Dunque Posada Carriles come padrino e sponsor delle signore bianche. E basterebbe e avanzerebbe per qualificare quelle signore. Ma c’è anche Santiago Alvarez Fernandez-Magrina. E questo chi è? E il benefattore e fautore della democrazia che all’associazione delle signore in bianco paga un contributo mensile di $1.500. Questo Santiago è un pezzo grosso. Se Posada ha il muso del sicario, Fernandez-Magrina ha il grugno del boss. E’ presidente di Rescate Juridico, una pseudo-organizzazione giuridica che garantisce protezione, assistenza, alimenti, all’esercito di terroristi cubani che imperversano da decenni in America Latina, al servizio della Cia e del Mossad. Non solo, a volte s’impegna in prima persona, come quando fece mettere due ordigni nel Cabaret Tropicana. Risulta da una registrazione trasmessa dalla televisione cubana. Socio e amico fraterno di Posada, lo accolse, fuggitivo da Panama, sul suo panfilo e lo posò sano e salvo, e immune, sulle ospitali spiagge della Florida.

Ciò che le pur volenterose corrispondenze sulla chiassata della damas non ci hanno mostrato, era il contenuto delle loro borsette: dollari di Rescate Juridico inzuppati di sangue cubano. Come quelli versati a compenso mensile a coloro che, dietro le sbarre, pagano il costo del loro mercenariato terrorista al soldo di una potenza che da 50 anni cerca di distruggere il loro popolo. E questo mi ricorda qualcosa

Era aprile, di nuovo primavera, ma del 2003. La direzione USraeliana del terrorismo planetario aveva appena intensificato, con l’assalto diretto, il nazionicidio dell’Iraq.
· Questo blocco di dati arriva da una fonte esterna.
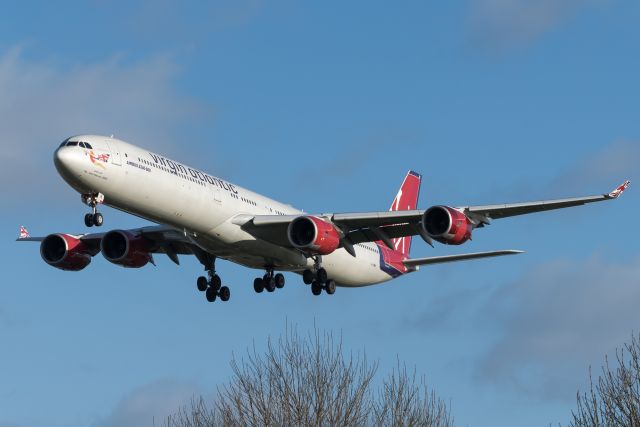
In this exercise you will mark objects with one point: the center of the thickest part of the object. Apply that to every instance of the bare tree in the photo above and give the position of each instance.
(614, 400)
(309, 381)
Non per questo aveva rinunciato a trascurare le operazioni sporche in America Latina, propedeutiche sempre all’aggressione. Il popolo venezuelano aveva riscattato da poco il suo presidente dal colpo di Stato yankee-oligarchico, ma Cuba non andava mai persa di mirino. Tre delinquenti comuni – nel mondo globalizzato non mancano mai, dai sicari ai presidenti dei paesi occupati o vassalli, lo sappiamo per esperienza nazionale – dirottarono verso gli Usa un traghetto nella baia dell’Avana, minacciando di morte piloti e donne e bambini passeggeri. Furono catturati e messi a morte, pena prevista per questi atti negli Usa e in molte “democrazie” occidentali. Nella retata finirono una settantina di personaggi implicati in un piano di sabotaggi e ammazzamenti di cui il dirottamento era stato solo il primo atto. Cuba ne dimostrò, alla mano di registrazioni audio video, il periodico ritiro della paga mensile dall’Ufficio d’Affari Usa.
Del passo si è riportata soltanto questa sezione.